Stance on AI
Lately, there's been a lot of noise about AI in game dev — especially in indie circles. Some people treat it as a hard "no-go." Others see it as the future.
For me, the truth isn't that binary. It's about how you use it.
I separate AI use into two broad approaches:
1. Direct replacement (what I avoid)
- Typing "knight" into an image generator and dropping it straight into a game.
- Generating voice lines from a text prompt and calling it done.
- Having AI write all your in-game text with zero creative input.
- Clicking "generate mesh" and importing it untouched.
2. Augmentation (what I embrace)
- Drawing the knight yourself, then running it through AI for polish or color enhancement, testing prompts, and refining the output.
- Recording your own voice acting, then using AI to change the tone or timbre while keeping your performance intact.

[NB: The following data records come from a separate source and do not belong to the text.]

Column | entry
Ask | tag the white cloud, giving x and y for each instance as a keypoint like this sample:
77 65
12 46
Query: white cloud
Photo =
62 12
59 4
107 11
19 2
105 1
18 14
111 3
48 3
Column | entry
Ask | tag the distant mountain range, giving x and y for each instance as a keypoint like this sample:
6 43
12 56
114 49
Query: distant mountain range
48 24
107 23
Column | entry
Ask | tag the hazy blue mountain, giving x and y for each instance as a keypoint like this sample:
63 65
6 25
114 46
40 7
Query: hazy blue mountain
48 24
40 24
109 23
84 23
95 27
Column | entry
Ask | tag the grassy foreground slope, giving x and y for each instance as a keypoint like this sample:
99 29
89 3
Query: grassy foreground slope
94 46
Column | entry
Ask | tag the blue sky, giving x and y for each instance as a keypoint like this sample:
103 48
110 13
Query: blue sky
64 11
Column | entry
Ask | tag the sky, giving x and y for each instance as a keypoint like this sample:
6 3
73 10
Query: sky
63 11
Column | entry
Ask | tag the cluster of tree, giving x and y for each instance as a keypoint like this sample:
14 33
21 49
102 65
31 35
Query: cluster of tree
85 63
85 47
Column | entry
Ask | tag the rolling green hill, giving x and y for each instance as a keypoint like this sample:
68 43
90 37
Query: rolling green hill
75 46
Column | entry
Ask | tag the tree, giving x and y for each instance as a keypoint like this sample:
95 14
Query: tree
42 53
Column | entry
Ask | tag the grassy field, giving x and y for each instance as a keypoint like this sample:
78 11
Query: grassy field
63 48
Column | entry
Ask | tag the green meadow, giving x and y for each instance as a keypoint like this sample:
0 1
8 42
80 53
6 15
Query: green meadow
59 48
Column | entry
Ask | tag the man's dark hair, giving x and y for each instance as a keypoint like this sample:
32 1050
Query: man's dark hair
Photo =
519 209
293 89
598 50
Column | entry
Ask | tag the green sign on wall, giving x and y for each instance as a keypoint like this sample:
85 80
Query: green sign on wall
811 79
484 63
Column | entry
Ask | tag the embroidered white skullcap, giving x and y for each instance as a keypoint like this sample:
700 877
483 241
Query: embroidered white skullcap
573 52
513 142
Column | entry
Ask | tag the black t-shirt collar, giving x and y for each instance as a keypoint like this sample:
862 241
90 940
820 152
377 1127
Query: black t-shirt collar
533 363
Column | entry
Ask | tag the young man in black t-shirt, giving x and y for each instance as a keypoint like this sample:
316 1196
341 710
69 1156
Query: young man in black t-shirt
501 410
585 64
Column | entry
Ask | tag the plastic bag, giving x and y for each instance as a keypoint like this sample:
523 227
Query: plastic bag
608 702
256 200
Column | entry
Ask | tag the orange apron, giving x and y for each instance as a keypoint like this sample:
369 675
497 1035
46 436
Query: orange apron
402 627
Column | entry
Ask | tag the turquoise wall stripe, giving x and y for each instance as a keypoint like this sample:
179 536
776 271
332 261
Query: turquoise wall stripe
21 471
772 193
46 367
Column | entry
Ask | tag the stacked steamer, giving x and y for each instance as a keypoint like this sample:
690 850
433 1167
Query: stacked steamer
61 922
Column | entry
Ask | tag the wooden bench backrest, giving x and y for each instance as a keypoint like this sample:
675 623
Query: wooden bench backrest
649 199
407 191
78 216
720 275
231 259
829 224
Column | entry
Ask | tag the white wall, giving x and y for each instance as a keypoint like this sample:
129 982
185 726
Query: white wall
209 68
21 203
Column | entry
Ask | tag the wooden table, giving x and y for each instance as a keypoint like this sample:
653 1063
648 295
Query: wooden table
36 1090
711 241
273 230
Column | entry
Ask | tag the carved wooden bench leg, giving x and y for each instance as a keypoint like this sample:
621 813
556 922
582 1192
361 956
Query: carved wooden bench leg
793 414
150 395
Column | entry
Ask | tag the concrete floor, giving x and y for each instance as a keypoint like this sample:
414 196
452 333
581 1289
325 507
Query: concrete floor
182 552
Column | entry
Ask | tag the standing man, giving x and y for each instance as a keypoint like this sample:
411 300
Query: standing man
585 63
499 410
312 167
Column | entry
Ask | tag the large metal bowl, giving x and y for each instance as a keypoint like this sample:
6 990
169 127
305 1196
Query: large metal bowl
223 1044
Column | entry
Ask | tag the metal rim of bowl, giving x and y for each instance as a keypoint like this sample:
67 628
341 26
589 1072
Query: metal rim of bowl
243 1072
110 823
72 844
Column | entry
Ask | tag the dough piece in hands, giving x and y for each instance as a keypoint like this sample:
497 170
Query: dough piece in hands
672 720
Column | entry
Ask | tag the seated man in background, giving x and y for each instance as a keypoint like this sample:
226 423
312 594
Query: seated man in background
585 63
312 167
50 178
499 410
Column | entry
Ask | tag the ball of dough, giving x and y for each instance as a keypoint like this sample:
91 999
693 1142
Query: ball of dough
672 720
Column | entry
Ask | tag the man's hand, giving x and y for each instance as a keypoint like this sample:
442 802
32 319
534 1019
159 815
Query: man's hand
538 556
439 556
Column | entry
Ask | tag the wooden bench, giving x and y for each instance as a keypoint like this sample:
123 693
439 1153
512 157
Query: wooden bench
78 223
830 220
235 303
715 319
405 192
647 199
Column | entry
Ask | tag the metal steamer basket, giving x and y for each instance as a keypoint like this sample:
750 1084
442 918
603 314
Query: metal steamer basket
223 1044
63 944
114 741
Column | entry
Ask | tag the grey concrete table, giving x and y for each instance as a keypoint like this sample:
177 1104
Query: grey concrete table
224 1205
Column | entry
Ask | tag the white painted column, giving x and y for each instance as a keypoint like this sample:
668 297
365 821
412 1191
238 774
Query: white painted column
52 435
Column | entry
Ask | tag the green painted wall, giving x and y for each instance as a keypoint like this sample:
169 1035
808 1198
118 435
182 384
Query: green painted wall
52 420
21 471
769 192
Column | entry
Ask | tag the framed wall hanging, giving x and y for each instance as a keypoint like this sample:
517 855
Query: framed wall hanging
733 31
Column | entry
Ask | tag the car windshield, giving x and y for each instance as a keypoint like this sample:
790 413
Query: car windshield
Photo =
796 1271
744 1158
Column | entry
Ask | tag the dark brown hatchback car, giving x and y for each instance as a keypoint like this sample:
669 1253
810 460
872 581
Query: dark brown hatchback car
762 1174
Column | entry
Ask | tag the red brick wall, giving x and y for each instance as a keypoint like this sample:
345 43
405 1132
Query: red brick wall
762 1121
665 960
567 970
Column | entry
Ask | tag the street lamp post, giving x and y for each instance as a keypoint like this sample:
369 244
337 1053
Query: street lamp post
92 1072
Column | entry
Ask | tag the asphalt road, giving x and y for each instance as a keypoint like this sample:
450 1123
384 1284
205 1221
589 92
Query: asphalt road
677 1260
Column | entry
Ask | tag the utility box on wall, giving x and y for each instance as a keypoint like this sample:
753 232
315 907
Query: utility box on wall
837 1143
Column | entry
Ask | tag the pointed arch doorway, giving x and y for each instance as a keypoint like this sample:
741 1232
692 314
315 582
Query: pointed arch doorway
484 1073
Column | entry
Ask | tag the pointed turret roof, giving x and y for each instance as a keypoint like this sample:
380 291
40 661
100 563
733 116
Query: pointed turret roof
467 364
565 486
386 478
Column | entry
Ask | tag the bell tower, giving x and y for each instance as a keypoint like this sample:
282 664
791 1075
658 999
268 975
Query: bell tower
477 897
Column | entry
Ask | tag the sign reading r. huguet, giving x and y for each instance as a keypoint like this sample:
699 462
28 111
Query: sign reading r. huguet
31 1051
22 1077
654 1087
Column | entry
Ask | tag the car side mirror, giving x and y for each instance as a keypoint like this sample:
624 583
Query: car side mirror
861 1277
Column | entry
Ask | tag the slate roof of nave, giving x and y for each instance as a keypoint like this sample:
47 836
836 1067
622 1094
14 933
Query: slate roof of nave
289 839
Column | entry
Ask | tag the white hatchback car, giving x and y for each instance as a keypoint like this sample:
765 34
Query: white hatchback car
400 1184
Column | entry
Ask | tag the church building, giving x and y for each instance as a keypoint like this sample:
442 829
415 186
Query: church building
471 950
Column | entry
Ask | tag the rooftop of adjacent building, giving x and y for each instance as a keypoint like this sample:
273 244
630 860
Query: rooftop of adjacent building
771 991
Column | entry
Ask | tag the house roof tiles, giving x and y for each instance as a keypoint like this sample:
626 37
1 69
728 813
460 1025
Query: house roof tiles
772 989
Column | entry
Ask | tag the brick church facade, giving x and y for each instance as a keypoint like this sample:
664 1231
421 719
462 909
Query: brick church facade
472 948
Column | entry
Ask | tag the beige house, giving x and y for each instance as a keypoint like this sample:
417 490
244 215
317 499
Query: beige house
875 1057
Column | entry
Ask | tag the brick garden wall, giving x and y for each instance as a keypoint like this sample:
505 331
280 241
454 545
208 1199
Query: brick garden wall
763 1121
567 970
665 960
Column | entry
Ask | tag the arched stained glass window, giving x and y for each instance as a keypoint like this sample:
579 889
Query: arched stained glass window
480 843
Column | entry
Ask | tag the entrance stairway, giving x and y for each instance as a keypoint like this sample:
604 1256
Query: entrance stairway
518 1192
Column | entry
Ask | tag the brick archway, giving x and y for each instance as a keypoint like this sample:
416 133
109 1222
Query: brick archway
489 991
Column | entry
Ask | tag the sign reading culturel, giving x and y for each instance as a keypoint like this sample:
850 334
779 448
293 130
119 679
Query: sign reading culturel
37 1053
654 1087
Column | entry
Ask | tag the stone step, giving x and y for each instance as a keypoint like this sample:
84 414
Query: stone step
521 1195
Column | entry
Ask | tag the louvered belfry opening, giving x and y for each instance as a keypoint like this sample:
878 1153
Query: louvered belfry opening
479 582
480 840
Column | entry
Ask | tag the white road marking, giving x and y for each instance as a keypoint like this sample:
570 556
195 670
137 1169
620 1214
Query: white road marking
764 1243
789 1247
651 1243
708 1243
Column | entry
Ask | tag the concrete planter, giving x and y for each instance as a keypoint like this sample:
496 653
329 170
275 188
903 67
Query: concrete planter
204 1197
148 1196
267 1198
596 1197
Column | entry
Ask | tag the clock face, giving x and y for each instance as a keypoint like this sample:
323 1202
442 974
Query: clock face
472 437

- Writing the text yourself, then letting AI clean up grammar or adjust mood — without losing your intent.
- Generating a rough mesh, then fixing topology, texturing, and rigging it manually.
Both categories technically "use AI." But one replaces creative effort; the other amplifies it. I'm firmly in the second camp.
In short: AI is a tool, not a substitute for creating. If I didn't make the heart of the asset — the concept, the draft, the performance — it doesn't go in the game.